La persona que trabaja en una librería no es un amigo entrañable y siempre dispuesto a darte consejos de vida. Tampoco es un psicoanalista ad honoremque espera ansioso a todos los que necesiten contarles sus frustraciones. Quien atiende una librería no tiene por qué escuchar la sarta de infidencias que uno quiera hacerle, y ni siquiera está obligado a conocer cada título que alberga en los anaqueles y estantes. Parece obvio, pero hace falta aclararlo porque la fauna que circula por las librerías suele demandar algo más que la novela que recomienda el suplemento cultural del diario.
¿Ya salió el último Premio Nobel de Clarín? ¿El vómito es la segunda parte de La náusea de Sartre? ¿Cuál es el nuevo libro de Ana Frank? En Diario de un librero, Luis Mey describe el universo risible, por momentos asfixiante y por momentos patético, en el que puede convertirse una librería. A través de la óptica de un empleado de ventas, la novela hilvana una serie de anécdotas al borde del absurdo que, paradójicamente, tienen un alto grado de realismo.
Un cliente hace preguntas y preguntas hasta confesar que solo busca alguien con quien hablar. Otro quiere algo referido a la Primera Guerra Mundial, pero desconfía de que en el libro 1914 se hable del tema. Un tercero anda en busca de Malbec o de cualquier tragedia de Shakespeare. Una acaramelada pareja pide El amante de Durás mientras se manosean frente al librero y, como si fuera poco, no falta quien exige libros donde se explique cómo curar la homosexualidad.
“Algún librero en algún lugar del país o del mundo se acaba de dar cuenta de que no es un librero sino un repositor”, reflexiona el narrador en su día franco, incapaz de desprenderse de la alienación inherente a su trabajo. Porque, en definitiva, se trata de un trabajo que no escapa a la lógica del rubro comercial, mecánico y repetitivo, más allá de la mística que rodea el oficio para los amantes de la literatura.
“El vendedor ordena.
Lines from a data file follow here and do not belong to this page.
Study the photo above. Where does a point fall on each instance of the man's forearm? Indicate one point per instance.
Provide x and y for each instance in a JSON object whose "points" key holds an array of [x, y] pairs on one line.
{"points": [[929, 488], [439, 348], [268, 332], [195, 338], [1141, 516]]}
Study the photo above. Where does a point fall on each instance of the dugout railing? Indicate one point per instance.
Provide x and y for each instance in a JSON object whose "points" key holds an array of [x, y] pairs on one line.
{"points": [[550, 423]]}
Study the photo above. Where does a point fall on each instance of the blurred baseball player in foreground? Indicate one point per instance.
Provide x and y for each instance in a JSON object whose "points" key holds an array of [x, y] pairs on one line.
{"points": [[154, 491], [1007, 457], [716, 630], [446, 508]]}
Mientras ordena, atiende. Mientras atiende, tiene que vender. Mientras vende, tiene que tolerar”, explica Mey, de regreso tras su jornada de ocho horas.
Varios fragmentos del libro fueron apareciendo esporádicamente en la página de Facebook del autor cuando trabajaba en una sucursal porteña de El Ateneo. Mezcla de autobiografía y ficción, la novela invita a repensar el lugar del libro en la sociedad de consumo, así como la calidad literaria de la inagotable cantidad de publicaciones que llega a las vidrieras. En este sentido, la novela también ensaya apuntes críticos sobre las obras autoeditadas, las tendencias que impone el mercado a los “curros” en que se convierten los géneros de moda, a la opacidad de los libros de actualidad política.
“Veo pasar demasiados libros buenos y malos que desaparecen casi de inmediato. Eso me dice una sola cosa: la cultura profunda de los libros se define en las mesas de saldo y en los rechazos editoriales”. Esa y otras sentencias, fruto de una observación certera y dotada de cierta impotencia, aparecen en Diario de un librero como un presagio del posible destino de tantos buenos libros, inclusive, del propio Mey.